Logement : Cap sur les principaux leviers incitatifs

Logement : Cap sur les principaux leviers incitatifs

Ils ont été déployés pour dynamiser le secteur

L’impact de la politique de l’Etat en matière d’habitat se mesure par la réduction notable du besoin en logement. Selon les données disponibles, le déficit en logement s’est rétracté de 67% se situant autour de près de 400.000 unités. La promotion du logement social au Maroc a joué un grand rôle dans la résorption de ce déficit.

Outre ce dispositif de logement, l’Etat a mis en place plusieurs leviers incitatifs renforçant ainsi l’offre de logement. Ces incitations sont venues atténuer la pression sur le marché de l’immobilier et d’améliorer l’accessibilité des populations à la propriété dans des conditions favorables.  Tour d’horizon des principales incitations déployées.

Facilitation des procédures

L’investissement dans le secteur de l’habitat a longtemps été impacté par les lourdeurs administratives, notamment en termes d’obtention d’autorisation de construire. Cette contrainte a été levée depuis 2013, et ce grâce au Règlement général de la construction, principal référentiel administratif, technique et juridique qui encadre la construction au niveau national. Ce règlement a, en effet, mis fin à un certain nombre de dysfonctionnements. Parmi les avancées enregistrées figure également la facilitation des procédures de transfert des biens immobiliers ainsi que celles portant sur la création des titres fonciers. A cela s’ajoute également la dématérialisation du paiement des droits d’enregistrement auprès de l’administration fiscale.

Mobilisation du foncier public

La mobilisation du foncier public fait également partie des leviers mis en œuvre pour la diversification de l’offre de logement au niveau national.  Une démarche ayant profité aux promoteurs immobiliers publics et privés pour qui l’Etat s’est engagé en faveur d’une mobilisation conséquente du foncier.  Le foncier mobilisé relève principalement du domaine privé de l’Etat. A titre d’illustration, une assiette foncière de 9.400 hectares a été mobilisée sur la période 2002-2011. 83,2% de cette superficie a été dédiée aux projets inscrits dans le cadre du logement social. Cet élan de soutien étatique via la mobilisation du foncier s’est poursuit après cette période. Citons à titre exemple la mobilisation de 2.333 hectares sur la période allant de 2014 au premier semestre 2018.
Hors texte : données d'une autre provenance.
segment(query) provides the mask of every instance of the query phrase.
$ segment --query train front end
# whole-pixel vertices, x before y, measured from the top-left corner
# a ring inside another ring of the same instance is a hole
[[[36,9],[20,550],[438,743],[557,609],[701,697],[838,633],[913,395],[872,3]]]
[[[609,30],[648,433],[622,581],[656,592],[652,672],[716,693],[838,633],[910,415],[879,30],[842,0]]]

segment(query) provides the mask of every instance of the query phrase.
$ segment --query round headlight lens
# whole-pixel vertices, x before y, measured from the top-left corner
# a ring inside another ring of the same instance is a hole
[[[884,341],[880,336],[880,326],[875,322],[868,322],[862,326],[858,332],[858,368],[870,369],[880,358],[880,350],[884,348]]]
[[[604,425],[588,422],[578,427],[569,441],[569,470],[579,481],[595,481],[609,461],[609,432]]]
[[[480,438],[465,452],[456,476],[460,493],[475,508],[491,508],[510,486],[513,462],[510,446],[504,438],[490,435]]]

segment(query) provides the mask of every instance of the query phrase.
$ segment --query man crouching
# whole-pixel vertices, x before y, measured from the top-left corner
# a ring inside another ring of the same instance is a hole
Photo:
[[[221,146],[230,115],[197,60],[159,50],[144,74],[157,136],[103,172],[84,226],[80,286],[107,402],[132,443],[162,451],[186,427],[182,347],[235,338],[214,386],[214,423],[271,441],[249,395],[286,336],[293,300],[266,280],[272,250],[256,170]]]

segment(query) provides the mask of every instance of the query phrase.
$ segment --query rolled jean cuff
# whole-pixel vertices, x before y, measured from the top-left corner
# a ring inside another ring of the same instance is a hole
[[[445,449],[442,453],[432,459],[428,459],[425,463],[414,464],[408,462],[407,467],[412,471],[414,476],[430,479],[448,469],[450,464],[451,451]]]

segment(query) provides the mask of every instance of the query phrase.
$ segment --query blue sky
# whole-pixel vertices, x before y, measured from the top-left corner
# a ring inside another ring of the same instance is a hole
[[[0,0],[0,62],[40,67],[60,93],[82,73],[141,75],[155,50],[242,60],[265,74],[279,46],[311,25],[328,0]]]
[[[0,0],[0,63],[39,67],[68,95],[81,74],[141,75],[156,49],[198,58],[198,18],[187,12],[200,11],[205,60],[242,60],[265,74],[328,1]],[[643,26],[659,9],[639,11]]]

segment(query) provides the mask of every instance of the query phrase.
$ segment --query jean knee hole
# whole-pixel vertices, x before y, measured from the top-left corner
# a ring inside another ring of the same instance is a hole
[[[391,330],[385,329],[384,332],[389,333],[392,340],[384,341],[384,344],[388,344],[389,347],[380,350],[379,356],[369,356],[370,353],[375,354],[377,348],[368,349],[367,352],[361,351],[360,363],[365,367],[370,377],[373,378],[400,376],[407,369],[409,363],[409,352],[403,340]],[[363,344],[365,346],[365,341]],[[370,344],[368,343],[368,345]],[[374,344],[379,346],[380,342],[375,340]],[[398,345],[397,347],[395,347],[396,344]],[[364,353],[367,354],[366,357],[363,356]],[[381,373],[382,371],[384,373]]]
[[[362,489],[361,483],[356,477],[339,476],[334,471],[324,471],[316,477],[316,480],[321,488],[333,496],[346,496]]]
Mise en place de fonds et de garanties

De par son champ d’intervention diversifié et structurant, le Fonds de solidarité habitat et intégration (FSHU) a joué un important rôle dans le développement du secteur. Ce fonds couvre la lutte contre les bidonvilles, la mise à niveau urbaine, les programmes de logements sociaux en faveur des provinces du sud, la restructuration de l’habitat insalubre et l’aménagement. Les recettes de ce fonds sont alimentées essentiellement par la taxe sur le ciment et les taxes instaurées sur l’acier et le sable à hauteur de 30%. Ces ressources sont passées de 340 millions de dirhams en 2002 à 6 milliards de dirhams en 2017. Le secteur de l’habitat a bénéficié sur ladite période d’une dotation globale de près de 22,5 milliards de dirhams au titre de la contribution du Fonds de solidarité habitat et intégration. Le montant annuel moyen est estimé à 1,4 milliard de dirhams avec des pics dépassant les 2 milliards de dirhams, notamment en 2008, 2015 et 2017. Notons qu’en 2004, l’Etat a mis en place le fonds de garantie Fogarim. Cet instrument financier a permis à plus de 160.000 ménages d’accéder à la propriété.

L’octroi de dépenses fiscales

Le programme de logement social plafonné à 250.000 DH a profité depuis son lancement de 24,6 milliards DH d’incitations fiscales. Ce chiffre couvrant la période 2010-2018 représente 44,4% du total des dépenses accordées au secteur de l’immobilier sur ladite période. Il est à noter que les dépenses fiscales ont constitué une forme importante de soutien en faveur du secteur de l’immobilier. Elles ont atteint à fin 2018 plus de 5,75 milliards DH représentant ainsi 20% du total des dépenses fiscales globales. Ces dépenses ont profité à hauteur de 60% aux programmes de logements sociaux dont celui plafonné à 250.000 DH.